How legacy players are using them

Some databases -- like MySQL, Oracle, and Microsoft -- use the Soundex algorithm to allow "fuzzy search" for words that sound alike even though they're spelled differently. The algorithm's answer is made up of a letter followed by several digits. For example, both "SURE" and "SHORE" produce the same result: "S600."

Some of the cloud companies also offer facial recognition algorithms that can be easily integrated with their database. Microsoft's Azure, for instance, offers Face, a tool that will find and group similar faces in a collection of images. The company's API will find and return attributes of a face -- like hair color or the presence of any facial hair. It will also try to construct an estimate of the age and basic emotions of the person (anger, contempt, happiness, etc.).

Amazon Rekognition can detect faces in images, as well as other useful attributes, like text. It works with both still images and videos, which makes it useful for many tasks, like finding all scenes with a particular actor. Rekognition also maintains a database of celebrities and will identify them in your images.

Google's Cloud Vision API detects and categorizes many parts of an image, like text or landmarks. The tool doesn't offer direct facial recognition, but the API will find and measure the location of elements, like the midpoint between eyes and the boundaries of the eyebrows. Celebrity recognition is currently a restricted beta product.

How upstarts are applying them

Apple recently announced it would use perceptual hash functions called NeuralHash to search customers' iPhones for potentially illegal images of child sexual abuse. The results of the perceptual hash algorithm would be compared against values of known images found in other investigations. The process would be automatic, but any match could trigger an investigation.

A number of companies -- like Clearview.ai or Facebook -- are creating databases filled with perceptual hashes of scanned images. They are, in general, not making these databases available to other developers.

The topic is an area of active exploration. Some open source versions include pHash, Blockhash, and OpenCV.

Is there anything perceptual hash functions can't do?

While the perceptual hash functions are often quite accurate, they tend to produce false matches. Apple's facial recognition software used to unlock an iPhone can sometimes confuse parents with children, allowing the children to unlock their parents' phones.

In general, the ability of a hash function to reduce an often large or complex set of data to a short number is also the source of this weakness.

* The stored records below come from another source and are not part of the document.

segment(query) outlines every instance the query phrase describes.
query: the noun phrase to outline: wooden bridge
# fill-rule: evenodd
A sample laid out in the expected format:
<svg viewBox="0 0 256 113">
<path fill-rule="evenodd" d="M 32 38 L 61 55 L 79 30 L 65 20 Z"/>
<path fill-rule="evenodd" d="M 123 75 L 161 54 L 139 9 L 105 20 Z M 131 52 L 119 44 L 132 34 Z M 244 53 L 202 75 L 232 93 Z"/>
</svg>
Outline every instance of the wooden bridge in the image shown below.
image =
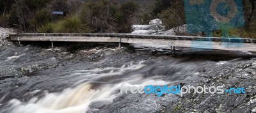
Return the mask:
<svg viewBox="0 0 256 113">
<path fill-rule="evenodd" d="M 9 40 L 19 41 L 109 42 L 256 52 L 256 39 L 161 36 L 132 34 L 12 34 Z"/>
</svg>

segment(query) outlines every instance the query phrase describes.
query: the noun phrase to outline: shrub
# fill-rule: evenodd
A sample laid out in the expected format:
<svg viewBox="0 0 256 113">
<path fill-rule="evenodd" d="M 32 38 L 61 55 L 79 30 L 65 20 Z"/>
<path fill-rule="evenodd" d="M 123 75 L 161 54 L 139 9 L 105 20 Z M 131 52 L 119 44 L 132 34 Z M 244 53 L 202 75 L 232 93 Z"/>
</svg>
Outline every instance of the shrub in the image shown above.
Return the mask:
<svg viewBox="0 0 256 113">
<path fill-rule="evenodd" d="M 38 33 L 53 33 L 54 26 L 56 25 L 53 23 L 49 23 L 37 29 Z"/>
<path fill-rule="evenodd" d="M 51 18 L 51 13 L 45 9 L 42 9 L 36 11 L 35 15 L 30 20 L 30 22 L 37 29 L 42 26 L 49 23 Z"/>
</svg>

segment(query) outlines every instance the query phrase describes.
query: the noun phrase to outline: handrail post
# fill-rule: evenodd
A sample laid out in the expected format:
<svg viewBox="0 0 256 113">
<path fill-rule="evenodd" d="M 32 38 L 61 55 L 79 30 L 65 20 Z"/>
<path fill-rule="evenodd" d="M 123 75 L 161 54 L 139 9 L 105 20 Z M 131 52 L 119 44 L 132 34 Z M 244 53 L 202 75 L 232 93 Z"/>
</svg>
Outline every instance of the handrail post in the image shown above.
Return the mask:
<svg viewBox="0 0 256 113">
<path fill-rule="evenodd" d="M 18 37 L 19 45 L 20 45 L 20 38 Z"/>
<path fill-rule="evenodd" d="M 52 41 L 52 37 L 51 37 L 50 38 L 50 41 L 51 41 L 51 43 L 52 43 L 52 49 L 53 49 L 53 41 Z"/>
<path fill-rule="evenodd" d="M 122 42 L 121 37 L 119 37 L 119 48 L 121 48 L 121 42 Z"/>
</svg>

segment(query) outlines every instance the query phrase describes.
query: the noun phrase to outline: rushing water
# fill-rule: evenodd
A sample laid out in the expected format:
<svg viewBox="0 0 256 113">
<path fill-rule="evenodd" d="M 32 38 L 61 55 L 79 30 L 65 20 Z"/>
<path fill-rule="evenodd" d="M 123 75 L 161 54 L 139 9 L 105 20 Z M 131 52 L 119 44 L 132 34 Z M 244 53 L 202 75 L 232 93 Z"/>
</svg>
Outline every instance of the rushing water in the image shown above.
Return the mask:
<svg viewBox="0 0 256 113">
<path fill-rule="evenodd" d="M 125 53 L 115 54 L 118 52 Z M 67 52 L 56 53 L 29 45 L 9 47 L 1 52 L 2 70 L 22 67 L 24 63 L 57 64 L 54 68 L 33 70 L 17 77 L 15 72 L 10 72 L 13 77 L 3 79 L 2 87 L 6 85 L 4 81 L 22 83 L 1 91 L 3 113 L 84 113 L 93 102 L 113 102 L 122 94 L 119 92 L 122 85 L 172 84 L 193 77 L 206 67 L 228 62 L 190 59 L 182 56 L 155 56 L 140 52 L 129 54 L 116 49 L 76 50 L 76 53 L 89 53 L 86 56 L 101 56 L 93 61 L 74 54 L 77 56 L 75 58 L 58 62 L 58 54 Z"/>
</svg>

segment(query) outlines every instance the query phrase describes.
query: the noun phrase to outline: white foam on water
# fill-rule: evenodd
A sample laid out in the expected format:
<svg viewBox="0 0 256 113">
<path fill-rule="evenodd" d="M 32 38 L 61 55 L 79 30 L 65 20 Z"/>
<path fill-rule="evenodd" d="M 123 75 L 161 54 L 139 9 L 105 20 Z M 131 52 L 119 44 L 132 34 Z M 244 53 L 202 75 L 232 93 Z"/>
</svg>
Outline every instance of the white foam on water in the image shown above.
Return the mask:
<svg viewBox="0 0 256 113">
<path fill-rule="evenodd" d="M 93 102 L 108 100 L 111 102 L 120 94 L 120 90 L 124 84 L 128 86 L 146 86 L 148 85 L 165 85 L 170 82 L 162 80 L 156 80 L 148 77 L 145 79 L 142 75 L 135 74 L 127 77 L 116 84 L 105 84 L 93 88 L 90 81 L 107 76 L 118 76 L 125 71 L 140 70 L 146 66 L 140 63 L 131 63 L 129 66 L 124 65 L 120 68 L 105 68 L 92 70 L 76 71 L 71 76 L 77 76 L 80 81 L 77 82 L 75 88 L 68 88 L 60 93 L 45 93 L 44 97 L 35 97 L 26 103 L 18 100 L 9 102 L 13 109 L 11 112 L 15 113 L 84 113 L 90 104 Z M 107 71 L 106 73 L 97 73 L 99 72 Z M 110 72 L 109 72 L 110 71 Z M 89 73 L 90 72 L 90 73 Z M 90 73 L 90 74 L 89 74 Z M 84 77 L 94 76 L 89 82 L 85 82 L 88 78 Z M 38 91 L 33 91 L 36 93 Z"/>
</svg>

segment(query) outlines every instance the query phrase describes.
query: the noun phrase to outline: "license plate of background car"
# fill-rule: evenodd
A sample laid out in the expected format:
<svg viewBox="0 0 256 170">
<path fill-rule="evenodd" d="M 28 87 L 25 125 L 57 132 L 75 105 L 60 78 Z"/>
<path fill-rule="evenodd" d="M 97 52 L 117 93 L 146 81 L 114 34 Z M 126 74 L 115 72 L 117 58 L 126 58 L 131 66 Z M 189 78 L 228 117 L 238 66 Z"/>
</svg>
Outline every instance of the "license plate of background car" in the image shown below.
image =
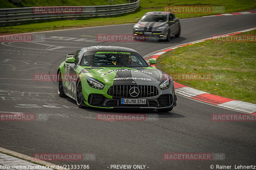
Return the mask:
<svg viewBox="0 0 256 170">
<path fill-rule="evenodd" d="M 152 34 L 152 32 L 144 32 L 144 34 Z"/>
<path fill-rule="evenodd" d="M 146 99 L 121 99 L 121 104 L 126 105 L 144 105 Z"/>
</svg>

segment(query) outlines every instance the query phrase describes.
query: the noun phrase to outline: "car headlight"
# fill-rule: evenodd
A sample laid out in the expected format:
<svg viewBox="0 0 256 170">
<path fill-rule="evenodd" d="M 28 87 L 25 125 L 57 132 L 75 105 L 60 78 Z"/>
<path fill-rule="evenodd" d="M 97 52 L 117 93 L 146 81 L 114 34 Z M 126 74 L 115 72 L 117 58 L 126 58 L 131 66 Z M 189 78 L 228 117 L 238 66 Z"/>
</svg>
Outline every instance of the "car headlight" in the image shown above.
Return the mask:
<svg viewBox="0 0 256 170">
<path fill-rule="evenodd" d="M 163 30 L 164 30 L 165 29 L 166 29 L 166 28 L 167 28 L 166 26 L 164 26 L 163 27 L 160 27 L 159 28 L 156 28 L 156 31 L 163 31 Z"/>
<path fill-rule="evenodd" d="M 170 86 L 170 80 L 167 77 L 160 84 L 160 88 L 162 90 L 167 89 Z"/>
<path fill-rule="evenodd" d="M 104 84 L 94 78 L 88 76 L 86 78 L 86 79 L 88 84 L 92 87 L 101 90 L 104 88 Z"/>
<path fill-rule="evenodd" d="M 138 25 L 134 25 L 133 26 L 133 29 L 137 30 L 140 30 L 140 28 L 139 27 Z"/>
</svg>

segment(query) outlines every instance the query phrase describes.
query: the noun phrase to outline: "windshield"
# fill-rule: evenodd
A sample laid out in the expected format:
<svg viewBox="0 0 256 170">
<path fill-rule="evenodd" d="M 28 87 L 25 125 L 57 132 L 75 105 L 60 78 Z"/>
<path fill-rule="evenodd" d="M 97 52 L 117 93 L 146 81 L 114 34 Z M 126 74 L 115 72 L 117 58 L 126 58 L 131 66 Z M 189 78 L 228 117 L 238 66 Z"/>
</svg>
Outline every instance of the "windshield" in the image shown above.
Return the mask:
<svg viewBox="0 0 256 170">
<path fill-rule="evenodd" d="M 164 14 L 148 14 L 142 17 L 141 21 L 163 22 L 166 21 L 167 16 Z"/>
<path fill-rule="evenodd" d="M 138 53 L 124 51 L 85 52 L 81 65 L 96 67 L 148 67 L 145 60 Z"/>
</svg>

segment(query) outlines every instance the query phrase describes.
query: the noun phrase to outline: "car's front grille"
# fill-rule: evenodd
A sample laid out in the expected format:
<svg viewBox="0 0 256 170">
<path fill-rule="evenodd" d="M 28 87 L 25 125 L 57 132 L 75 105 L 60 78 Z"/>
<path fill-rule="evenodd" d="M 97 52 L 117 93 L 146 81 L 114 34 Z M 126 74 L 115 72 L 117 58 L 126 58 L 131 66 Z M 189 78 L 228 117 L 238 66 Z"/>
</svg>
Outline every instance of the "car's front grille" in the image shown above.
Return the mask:
<svg viewBox="0 0 256 170">
<path fill-rule="evenodd" d="M 160 105 L 169 105 L 172 103 L 172 97 L 169 94 L 163 94 L 157 98 Z"/>
<path fill-rule="evenodd" d="M 136 87 L 140 90 L 139 95 L 135 97 L 131 96 L 129 92 L 131 88 L 133 87 Z M 157 96 L 158 90 L 156 87 L 153 85 L 116 85 L 109 87 L 107 93 L 114 97 L 140 98 Z"/>
<path fill-rule="evenodd" d="M 105 98 L 105 97 L 101 94 L 91 94 L 88 98 L 88 101 L 89 104 L 92 105 L 99 105 L 103 103 Z"/>
</svg>

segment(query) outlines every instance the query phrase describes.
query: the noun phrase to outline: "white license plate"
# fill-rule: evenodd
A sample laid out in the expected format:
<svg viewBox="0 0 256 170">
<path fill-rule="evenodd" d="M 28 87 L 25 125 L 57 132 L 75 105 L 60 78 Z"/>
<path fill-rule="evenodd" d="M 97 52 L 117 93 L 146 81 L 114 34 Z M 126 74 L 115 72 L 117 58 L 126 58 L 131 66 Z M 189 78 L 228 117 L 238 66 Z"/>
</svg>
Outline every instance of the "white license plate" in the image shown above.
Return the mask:
<svg viewBox="0 0 256 170">
<path fill-rule="evenodd" d="M 121 99 L 121 104 L 126 105 L 145 105 L 146 99 Z"/>
<path fill-rule="evenodd" d="M 144 32 L 144 34 L 152 34 L 152 32 Z"/>
</svg>

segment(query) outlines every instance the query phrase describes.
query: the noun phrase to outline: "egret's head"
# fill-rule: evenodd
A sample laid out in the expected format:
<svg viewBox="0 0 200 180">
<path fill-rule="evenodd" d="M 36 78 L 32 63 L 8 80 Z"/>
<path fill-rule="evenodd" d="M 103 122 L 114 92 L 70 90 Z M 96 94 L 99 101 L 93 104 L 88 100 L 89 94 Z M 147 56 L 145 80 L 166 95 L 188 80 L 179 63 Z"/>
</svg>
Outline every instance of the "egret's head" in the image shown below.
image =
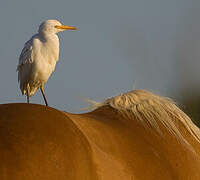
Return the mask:
<svg viewBox="0 0 200 180">
<path fill-rule="evenodd" d="M 56 34 L 65 30 L 76 30 L 75 27 L 62 25 L 57 20 L 44 21 L 39 27 L 39 33 L 53 33 Z"/>
</svg>

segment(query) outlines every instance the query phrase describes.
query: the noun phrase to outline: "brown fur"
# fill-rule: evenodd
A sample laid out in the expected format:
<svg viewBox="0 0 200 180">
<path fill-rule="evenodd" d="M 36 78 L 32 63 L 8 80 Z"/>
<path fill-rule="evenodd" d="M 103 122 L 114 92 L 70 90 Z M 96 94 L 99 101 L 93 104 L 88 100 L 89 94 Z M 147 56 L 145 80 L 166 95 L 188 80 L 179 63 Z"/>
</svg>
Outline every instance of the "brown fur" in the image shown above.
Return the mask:
<svg viewBox="0 0 200 180">
<path fill-rule="evenodd" d="M 124 95 L 85 114 L 0 105 L 0 179 L 199 180 L 199 129 L 189 117 L 149 92 Z"/>
</svg>

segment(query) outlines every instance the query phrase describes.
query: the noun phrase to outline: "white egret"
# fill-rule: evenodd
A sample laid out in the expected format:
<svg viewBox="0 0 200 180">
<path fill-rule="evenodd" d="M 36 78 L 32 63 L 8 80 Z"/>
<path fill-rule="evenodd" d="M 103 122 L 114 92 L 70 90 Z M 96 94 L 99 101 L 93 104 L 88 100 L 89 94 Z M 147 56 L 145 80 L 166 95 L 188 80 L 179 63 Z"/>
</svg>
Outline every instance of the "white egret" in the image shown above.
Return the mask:
<svg viewBox="0 0 200 180">
<path fill-rule="evenodd" d="M 17 66 L 18 81 L 23 95 L 32 96 L 39 88 L 46 106 L 47 99 L 44 93 L 44 84 L 54 71 L 59 59 L 58 32 L 76 30 L 72 26 L 64 26 L 57 20 L 44 21 L 38 33 L 33 35 L 24 45 Z"/>
</svg>

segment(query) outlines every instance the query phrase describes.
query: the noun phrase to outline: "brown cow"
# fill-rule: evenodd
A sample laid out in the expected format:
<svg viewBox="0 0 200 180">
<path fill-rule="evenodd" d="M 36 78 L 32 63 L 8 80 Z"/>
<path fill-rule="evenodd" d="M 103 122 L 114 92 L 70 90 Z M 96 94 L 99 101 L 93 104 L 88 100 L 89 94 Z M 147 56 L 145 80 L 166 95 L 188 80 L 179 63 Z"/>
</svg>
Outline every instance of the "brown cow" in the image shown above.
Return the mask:
<svg viewBox="0 0 200 180">
<path fill-rule="evenodd" d="M 199 143 L 186 114 L 144 90 L 84 114 L 0 105 L 0 180 L 199 180 Z"/>
</svg>

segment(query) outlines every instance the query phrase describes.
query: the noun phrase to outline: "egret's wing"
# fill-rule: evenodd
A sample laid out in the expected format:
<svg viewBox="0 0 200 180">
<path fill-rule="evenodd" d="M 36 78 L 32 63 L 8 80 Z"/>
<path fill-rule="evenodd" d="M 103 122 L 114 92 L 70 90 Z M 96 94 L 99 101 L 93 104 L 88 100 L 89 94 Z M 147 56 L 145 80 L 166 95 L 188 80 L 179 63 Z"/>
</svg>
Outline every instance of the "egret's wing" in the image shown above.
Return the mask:
<svg viewBox="0 0 200 180">
<path fill-rule="evenodd" d="M 33 46 L 32 46 L 32 38 L 27 41 L 24 45 L 24 48 L 22 49 L 22 52 L 19 56 L 19 64 L 17 66 L 17 70 L 19 71 L 21 66 L 23 66 L 24 64 L 29 64 L 29 63 L 33 63 Z"/>
</svg>

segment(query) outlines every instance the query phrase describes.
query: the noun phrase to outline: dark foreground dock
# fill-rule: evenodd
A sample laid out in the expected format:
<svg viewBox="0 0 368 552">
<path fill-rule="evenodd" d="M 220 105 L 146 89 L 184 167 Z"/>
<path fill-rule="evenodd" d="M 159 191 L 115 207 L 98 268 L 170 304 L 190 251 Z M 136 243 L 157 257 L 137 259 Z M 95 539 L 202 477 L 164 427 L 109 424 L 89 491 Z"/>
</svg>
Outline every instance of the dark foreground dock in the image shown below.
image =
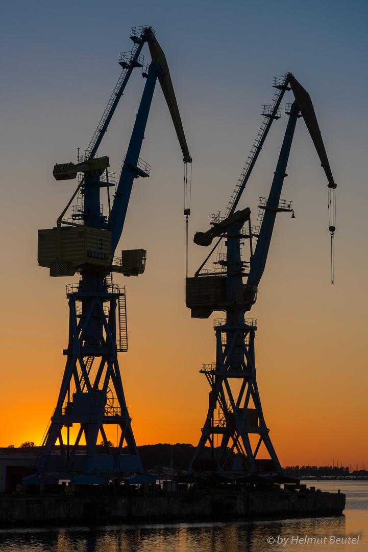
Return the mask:
<svg viewBox="0 0 368 552">
<path fill-rule="evenodd" d="M 342 493 L 297 488 L 183 496 L 80 495 L 1 498 L 0 523 L 9 527 L 284 519 L 340 516 L 345 507 Z"/>
</svg>

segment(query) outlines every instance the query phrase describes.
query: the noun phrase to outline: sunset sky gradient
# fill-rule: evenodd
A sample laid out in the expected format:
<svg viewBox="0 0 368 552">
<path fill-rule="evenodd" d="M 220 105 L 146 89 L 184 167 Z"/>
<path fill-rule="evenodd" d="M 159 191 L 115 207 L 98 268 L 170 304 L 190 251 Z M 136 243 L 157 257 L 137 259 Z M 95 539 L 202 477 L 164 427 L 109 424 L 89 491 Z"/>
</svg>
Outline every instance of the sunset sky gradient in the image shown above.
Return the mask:
<svg viewBox="0 0 368 552">
<path fill-rule="evenodd" d="M 290 71 L 311 95 L 338 185 L 335 283 L 327 182 L 300 120 L 282 194 L 296 217 L 278 215 L 251 314 L 258 322 L 257 381 L 282 465 L 368 464 L 367 12 L 360 0 L 3 6 L 0 446 L 39 443 L 64 368 L 65 286 L 78 278 L 51 278 L 38 267 L 37 232 L 55 225 L 75 181 L 57 183 L 52 167 L 75 162 L 78 147 L 84 153 L 120 74 L 120 54 L 132 49 L 131 27 L 149 25 L 170 66 L 193 158 L 190 275 L 207 253 L 192 236 L 209 227 L 211 213 L 224 214 L 262 107 L 272 103 L 273 77 Z M 99 151 L 117 175 L 143 86 L 136 70 Z M 239 205 L 255 219 L 287 119 L 274 123 Z M 140 157 L 151 176 L 134 184 L 118 250 L 146 249 L 147 269 L 115 278 L 127 289 L 123 384 L 138 444 L 196 444 L 209 391 L 198 371 L 215 360 L 219 314 L 191 319 L 185 306 L 183 169 L 158 84 Z"/>
</svg>

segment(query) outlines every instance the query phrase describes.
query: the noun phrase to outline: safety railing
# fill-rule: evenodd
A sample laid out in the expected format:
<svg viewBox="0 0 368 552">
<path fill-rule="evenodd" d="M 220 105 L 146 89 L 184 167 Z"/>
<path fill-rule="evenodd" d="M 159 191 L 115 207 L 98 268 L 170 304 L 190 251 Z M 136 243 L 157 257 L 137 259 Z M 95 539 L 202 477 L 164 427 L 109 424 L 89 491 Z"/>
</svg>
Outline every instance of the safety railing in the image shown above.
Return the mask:
<svg viewBox="0 0 368 552">
<path fill-rule="evenodd" d="M 245 318 L 244 319 L 244 325 L 248 326 L 250 328 L 257 328 L 257 320 L 256 318 Z M 223 326 L 226 326 L 224 327 L 223 331 L 225 332 L 227 328 L 229 326 L 240 326 L 243 325 L 242 322 L 239 323 L 232 323 L 229 322 L 226 318 L 215 318 L 213 321 L 213 327 L 214 328 L 221 328 Z"/>
</svg>

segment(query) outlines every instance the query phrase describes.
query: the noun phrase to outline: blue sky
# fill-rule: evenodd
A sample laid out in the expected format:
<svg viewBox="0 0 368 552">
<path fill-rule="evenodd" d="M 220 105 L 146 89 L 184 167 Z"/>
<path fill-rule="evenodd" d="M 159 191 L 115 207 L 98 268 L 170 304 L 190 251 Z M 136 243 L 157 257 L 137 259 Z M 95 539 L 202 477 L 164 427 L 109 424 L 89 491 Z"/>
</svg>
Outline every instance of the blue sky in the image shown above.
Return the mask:
<svg viewBox="0 0 368 552">
<path fill-rule="evenodd" d="M 50 397 L 45 410 L 55 402 L 67 332 L 64 286 L 70 279 L 54 280 L 37 267 L 36 236 L 38 229 L 55 224 L 74 185 L 57 184 L 52 169 L 55 162 L 75 161 L 77 148 L 84 152 L 87 147 L 120 73 L 120 53 L 131 49 L 130 28 L 148 24 L 156 30 L 166 55 L 194 160 L 192 233 L 207 229 L 212 213 L 224 212 L 262 121 L 262 106 L 271 103 L 273 77 L 291 71 L 309 92 L 338 184 L 335 283 L 329 284 L 327 183 L 300 121 L 283 194 L 294 201 L 296 219 L 277 221 L 253 314 L 262 320 L 259 326 L 263 328 L 258 338 L 259 378 L 267 395 L 277 379 L 262 375 L 268 373 L 268 357 L 263 352 L 274 348 L 281 359 L 280 373 L 290 385 L 294 381 L 305 385 L 310 394 L 321 378 L 324 385 L 335 384 L 335 399 L 328 404 L 331 412 L 337 412 L 342 402 L 353 408 L 352 397 L 355 404 L 366 401 L 367 11 L 362 1 L 329 0 L 302 4 L 36 0 L 2 7 L 0 160 L 4 207 L 1 224 L 6 236 L 1 253 L 6 313 L 2 335 L 5 343 L 12 343 L 15 333 L 22 344 L 17 355 L 14 348 L 6 349 L 5 365 L 13 368 L 4 375 L 7 384 L 14 385 L 13 370 L 18 367 L 22 374 L 20 396 L 30 386 L 34 396 L 40 392 L 40 402 Z M 148 60 L 148 51 L 145 56 Z M 99 152 L 109 155 L 111 169 L 117 173 L 143 89 L 137 73 Z M 266 194 L 270 184 L 286 120 L 284 115 L 275 124 L 247 187 L 246 200 L 240 205 L 249 204 L 255 213 L 258 197 Z M 183 303 L 181 156 L 158 86 L 142 157 L 151 165 L 151 176 L 148 182 L 137 183 L 133 190 L 121 245 L 123 248 L 147 248 L 148 264 L 143 277 L 124 282 L 132 305 L 132 350 L 126 358 L 131 363 L 143 362 L 134 353 L 134 343 L 141 347 L 143 339 L 143 363 L 155 359 L 154 377 L 144 373 L 150 384 L 170 378 L 176 382 L 185 373 L 188 394 L 198 389 L 198 406 L 190 409 L 190 416 L 197 429 L 184 432 L 177 439 L 194 442 L 193 435 L 204 418 L 208 391 L 205 382 L 198 383 L 198 370 L 202 362 L 213 360 L 214 335 L 211 321 L 191 320 Z M 203 250 L 197 249 L 191 246 L 192 273 L 204 258 Z M 155 321 L 154 328 L 143 335 L 142 316 Z M 280 325 L 283 331 L 276 337 L 274 328 Z M 166 335 L 165 346 L 163 333 Z M 293 358 L 284 357 L 290 350 Z M 178 356 L 181 360 L 174 378 L 172 364 Z M 30 358 L 33 367 L 27 370 Z M 305 364 L 306 358 L 311 360 Z M 55 369 L 46 383 L 50 365 Z M 304 367 L 304 376 L 294 381 L 298 365 Z M 304 370 L 311 366 L 307 378 Z M 145 406 L 139 403 L 133 375 L 126 378 L 134 401 L 132 411 L 139 417 Z M 358 390 L 357 379 L 361 382 Z M 345 389 L 338 385 L 341 380 L 348 382 Z M 159 391 L 160 401 L 174 408 L 173 395 L 165 389 Z M 307 395 L 298 411 L 300 420 L 310 407 Z M 13 408 L 10 399 L 7 400 L 6 407 Z M 285 405 L 278 407 L 283 413 L 279 417 L 285 421 L 290 412 Z M 183 399 L 175 415 L 178 427 L 183 426 L 187 408 Z M 164 410 L 159 422 L 163 441 L 171 438 L 165 429 L 168 411 Z M 34 423 L 46 426 L 44 413 L 34 415 Z M 363 411 L 361 415 L 364 417 Z M 352 411 L 348 421 L 354 423 Z M 330 421 L 318 430 L 321 438 L 332 431 Z M 19 428 L 17 432 L 24 435 L 23 440 L 27 438 L 26 428 L 23 433 Z M 338 436 L 334 436 L 332 442 L 338 448 Z M 357 437 L 355 456 L 362 454 L 358 440 Z M 347 463 L 355 461 L 353 453 L 351 458 L 348 456 Z"/>
</svg>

Collisions are impossible to prevent because there are often a dramatically smaller number of potential answers and a much, much larger number of inputs. While some cryptographically secure hash functions can make it hard to find these collisions, they still exist.

In the same way, the strength of perceptual hash functions is also a major weakness. If the function does a good job of approximating human perception, it will also be easier for humans to find and even create collisions. There are a number of attacks that can exploit this aspect. Several early experimental projects (here and here), for instance, offer software to help find and even create collisions.